If we don't like the wrapper, we could do something like this:

$wait_for_new_page = $this->assertSession()->prepareWaitForPageTransition();
$this->getSession()->getPage()->pressButton($label);
$wait_for_new_page();

Or instead we could store that state directly in the session object.

$this->assertSession()->markCurrentPage();
$this->getSession()->getPage()->pressButton($label);
$this->assertSession()->waitForPageTransition();

But it would be too easy to miss that first step, and then we can have flimsy tests that think they are on the next page when they are not.

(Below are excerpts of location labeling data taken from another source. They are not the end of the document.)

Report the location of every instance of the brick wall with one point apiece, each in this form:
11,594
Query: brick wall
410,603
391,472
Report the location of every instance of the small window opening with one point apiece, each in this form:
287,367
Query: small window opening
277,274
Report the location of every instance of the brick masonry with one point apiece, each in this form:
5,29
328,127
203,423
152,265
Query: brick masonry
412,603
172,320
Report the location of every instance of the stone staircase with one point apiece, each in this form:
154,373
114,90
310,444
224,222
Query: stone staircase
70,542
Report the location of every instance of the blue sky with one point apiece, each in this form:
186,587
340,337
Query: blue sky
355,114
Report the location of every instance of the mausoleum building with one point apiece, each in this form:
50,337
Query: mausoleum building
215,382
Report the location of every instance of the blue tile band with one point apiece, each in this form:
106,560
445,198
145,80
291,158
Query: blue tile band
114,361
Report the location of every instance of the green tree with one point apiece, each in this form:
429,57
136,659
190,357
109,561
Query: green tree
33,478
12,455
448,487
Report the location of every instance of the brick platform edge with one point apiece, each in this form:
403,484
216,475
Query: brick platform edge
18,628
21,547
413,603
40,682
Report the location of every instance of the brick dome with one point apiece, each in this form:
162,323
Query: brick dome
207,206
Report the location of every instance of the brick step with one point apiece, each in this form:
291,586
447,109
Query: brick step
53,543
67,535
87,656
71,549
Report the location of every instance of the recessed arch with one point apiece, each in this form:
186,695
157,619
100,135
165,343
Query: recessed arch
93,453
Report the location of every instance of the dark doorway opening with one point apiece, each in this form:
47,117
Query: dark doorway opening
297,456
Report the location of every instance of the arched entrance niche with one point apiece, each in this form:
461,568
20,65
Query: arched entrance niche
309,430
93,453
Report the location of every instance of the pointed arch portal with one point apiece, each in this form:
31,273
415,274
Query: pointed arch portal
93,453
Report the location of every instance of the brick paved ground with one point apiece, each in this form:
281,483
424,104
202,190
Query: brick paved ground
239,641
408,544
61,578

We could avoid that sentinel step if we could reliably inject a script on every page load that would detect user interaction.
(Generally, we know we are are still on the old page if the user has interacted with it, while on the new page that will not be the case.)
We could add that via Drupal js, but that seems like messing with the system under test.

I also tried navigator.userActivation.hasBeenActive, but that does not help. It is still true on the new page, because it remembers the state. (or that's how it seems to work at least in these tests)

donquixote’s picture

This is definitely a problem. 😅 I'm fairly familiar with the guts of our tests, and I still can't always remember what test-related methods have which side effects. 😂 Lots about our test framework invites "magical thinking" -- there's a lot of magic in there!

If we really want to prevent magical thinking, we could make tests fail if people don't explicitly wait :)

donquixote’s picture

Now thinking about tests.

Ideally I want to "prove" that each wait step is sufficient and necessary.
To do this, I would create a DelayedSubmitForm with different delay types based on a query parameter.

Now my concern is that these tests would be naturally slow, because some operations in this test need to wait out the artificial wait time, and that artificial wait time needs to be longer than the expected range of natural delays in a test - which could be 1 second or maybe even 5 seconds.

EDIT:
One idea I had was to start with a short artificial wait time and then "pump it up" incrementally until the test behaves as expected. But I am not even sure this would solve the problem.